Ainsi, lorsque la bonne santé et les performances de l’entreprise
justifieraient le versement de bonus aux personnes les mieux payées,
cette proposition de loi permettrait aux salariés de voir leur salaire
augmenter à due concurrence, garantissant ainsi une meilleure
répartition des richesses produites dans l’entreprise au profit du
travail et donc, indirectement, de notre système de protection sociale. Lors
de l’examen du texte, la majorité de la commission des Affaires
sociales a rejeté le principe de cet encadrement des rémunérations et
supprimé cet article. Bien entendu, je le regrette et j’ai déposé un
amendement de rétablissement. Lors de l’examen en commission, plusieurs orateurs ont évoqué les « risques constitutionnels ». À
cet égard, je considère qu’un tel encadrement ne s’oppose à aucun
principe constitutionnel. La liberté d’entreprendre, principe dégagé de
l’article 4 de la Déclaration des droits de l’homme et du citoyen de
1789 par le Conseil constitutionnel en 1981 n’est pas atteinte par la
présente proposition de loi. Celle-ci ne conduit nullement à plafonner
les rémunérations de certains salariés ou mandataires sociaux ou à
porter atteinte aux droits de l’entrepreneur à tirer les fruits de son
entreprise : il s’agit de s’assurer que les résultats de l’entreprise,
et donc du travail de tous, profitent à chacun. En cela, elle n’est pas
d’une nature différente des autres règles légales de protection des
conditions d’emploi des salariés, et notamment de celle prévoyant
l’existence d’un salaire minimal afin de garantir que chaque travailleur
puisse vivre dignement de son salaire.
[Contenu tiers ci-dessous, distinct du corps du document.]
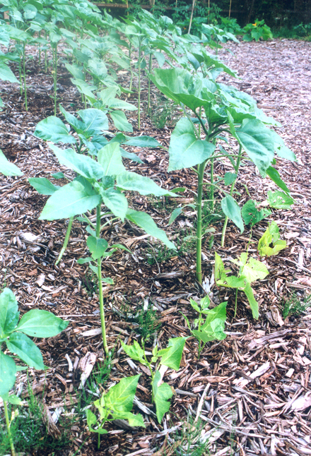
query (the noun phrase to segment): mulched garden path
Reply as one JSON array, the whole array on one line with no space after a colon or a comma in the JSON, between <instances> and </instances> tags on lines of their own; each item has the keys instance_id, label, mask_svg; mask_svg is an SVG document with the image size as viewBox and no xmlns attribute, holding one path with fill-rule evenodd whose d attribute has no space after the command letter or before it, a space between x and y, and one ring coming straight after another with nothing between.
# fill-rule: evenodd
<instances>
[{"instance_id":1,"label":"mulched garden path","mask_svg":"<svg viewBox=\"0 0 311 456\"><path fill-rule=\"evenodd\" d=\"M298 316L282 317L282 299L295 294L303 300L311 287L311 43L278 40L228 43L225 48L233 54L221 49L221 59L241 79L225 75L220 80L252 95L266 114L281 122L278 132L298 157L294 163L279 159L276 162L295 203L291 210L274 210L269 217L277 222L288 246L278 256L266 259L270 273L254 284L259 319L252 318L242 294L234 318L234 292L218 290L213 280L214 251L225 260L237 258L246 250L250 229L247 227L240 235L229 224L222 248L221 222L214 219L209 227L213 232L206 234L204 244L204 275L206 284L211 285L213 301L217 304L228 300L228 337L222 342L207 344L199 361L196 340L187 340L180 370L177 373L168 370L165 376L176 395L170 412L159 424L151 404L148 371L129 360L119 340L130 344L139 340L137 322L130 317L148 303L157 309L160 323L155 339L160 347L165 347L171 337L189 335L182 313L194 318L189 299L204 295L195 280L193 244L182 241L191 232L194 217L189 209L172 225L168 219L174 208L193 201L193 193L186 192L175 200L129 196L131 207L151 214L181 246L177 253L168 254L129 222L114 223L103 233L110 244L124 244L131 251L116 253L103 263L103 274L115 281L114 285L105 289L108 344L115 349L105 388L124 376L141 373L134 412L142 413L146 428L133 430L122 428L122 424L110 424L107 426L109 433L102 437L98 451L97 436L88 431L81 415L81 419L73 421L68 448L53 453L33 448L34 455L73 455L76 450L75 454L81 456L184 454L180 433L184 429L184 434L189 433L192 428L187 424L187 416L188 420L201 417L206 455L311 454L311 316L303 311ZM32 52L29 48L29 54ZM95 361L102 364L103 354L95 289L86 266L76 263L78 258L88 256L86 232L78 222L74 222L67 251L55 266L67 221L38 220L47 198L28 182L28 177L49 177L61 170L69 173L59 166L46 144L33 136L37 122L53 114L52 80L37 66L36 59L28 61L28 112L25 111L18 85L0 83L5 104L0 112L1 148L24 173L18 178L0 176L1 283L13 291L22 314L32 308L43 308L70 321L59 336L38 343L49 370L43 373L30 369L28 374L35 395L49 412L47 415L49 431L57 436L61 431L61 422L54 424L52 416L56 416L55 411L61 418L66 418L69 412L74 416L81 373L86 366L92 367ZM58 95L63 106L72 112L83 108L69 76L64 68L60 73ZM128 75L122 71L119 76L126 86ZM153 102L156 99L153 88ZM134 100L133 96L129 101ZM157 129L148 116L143 116L138 131L136 114L130 113L128 117L134 127L134 136L150 135L168 146L170 128ZM167 188L184 186L195 190L191 171L167 173L168 154L164 150L129 150L139 154L144 162L137 166L129 162L129 169L152 177ZM230 171L228 163L216 167L219 176L228 171ZM256 173L250 162L241 168L237 186L240 203L249 199L245 186L252 198L260 202L264 202L269 190L276 189L271 181ZM258 241L266 226L267 220L256 225L252 240ZM250 252L257 257L256 244L250 245ZM95 364L93 370L98 369ZM21 373L16 388L22 397L27 392L26 383L27 376ZM100 393L102 388L98 386ZM176 440L180 448L175 451Z\"/></svg>"}]
</instances>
Par ailleurs, si l’on
considérait que l’encadrement ainsi proposé des conditions de
rémunération au sein de la même communauté de travail qu’est
l’entreprise constituait une atteinte à la liberté d’entreprendre, le
Conseil constitutionnel a eu l’occasion de rappeler que « la liberté
d’entreprendre n’est ni générale, ni absolue » et pouvait faire l’objet
de limitations, lorsque celles-ci étaient « liées à des exigences
constitutionnelles ou justifiées par l’intérêt général, à la condition
qu’il n’en résulte pas d’atteintes disproportionnées au regard de
l’objectif poursuivi ». Ce que confirme le constitutionnaliste Dominique
ROUSSEAU. En rétablissant une échelle de proportionnalité des
rémunérations au sein de cette communauté de vie et de travail, sans
limiter de manière fixe et autoritaire le montant maximal de ces
rémunérations, la présente proposition de loi apporte une solution
adaptée et proportionnée à un réel problème d’inégalité portant atteinte
à la cohésion sociale. Par ailleurs, afin de limiter les connivences
entre dirigeants d’entreprise, notamment dans la détermination de leurs
rémunérations, l’article 2 limite à deux, au lieu de cinq actuellement,
le nombre de postes d’administrateur ou de membre du conseil de
surveillance de société anonyme pouvant être exercé par une même
personne physique. La pratique française de mandats d’administrateur
croisés, et de cooptation entre membres des mêmes sphères et réseaux
d’influence, favorise les échanges de bons procédés, chacun approuvant
la rémunération proposée pour son président. Enfin, en adoptant un de
mes amendements, la commission des Affaires sociales a posé à l’article
3 le principe d’un vote contraignant de l’assemblée générale des
actionnaires sur les rémunérations des dirigeants des entreprises, comme
cela existe notamment au Royaume-Uni ou en Suisse. Cela permettrait que
les rémunérations indécentes et ne reposant pas sur des critères de
réussite satisfaits puissent être refusées par les actionnaires. Mesdames
et Messieurs, un consensus se construit sur la nécessité de légiférer
pour garantir notre cohésion sociale et limiter les écarts de
rémunération. On ne peut se satisfaire d’engagements peu contraignants
du Medef qui n’est pas légitime pour édicter et appliquer à lui-même ses
propres règles, en dehors de tout contrôle citoyen ou démocratique.
Comme le remarque Françoise Deceunier-Defossez, « Les recommandations du
rapport de l’Afep-Medef semblent avoir été acceptées […] pourtant je
doute que leurs principes soient conformes aux règles démocratiques et
aux aspirations de Montesquieu ». Je vous remercie.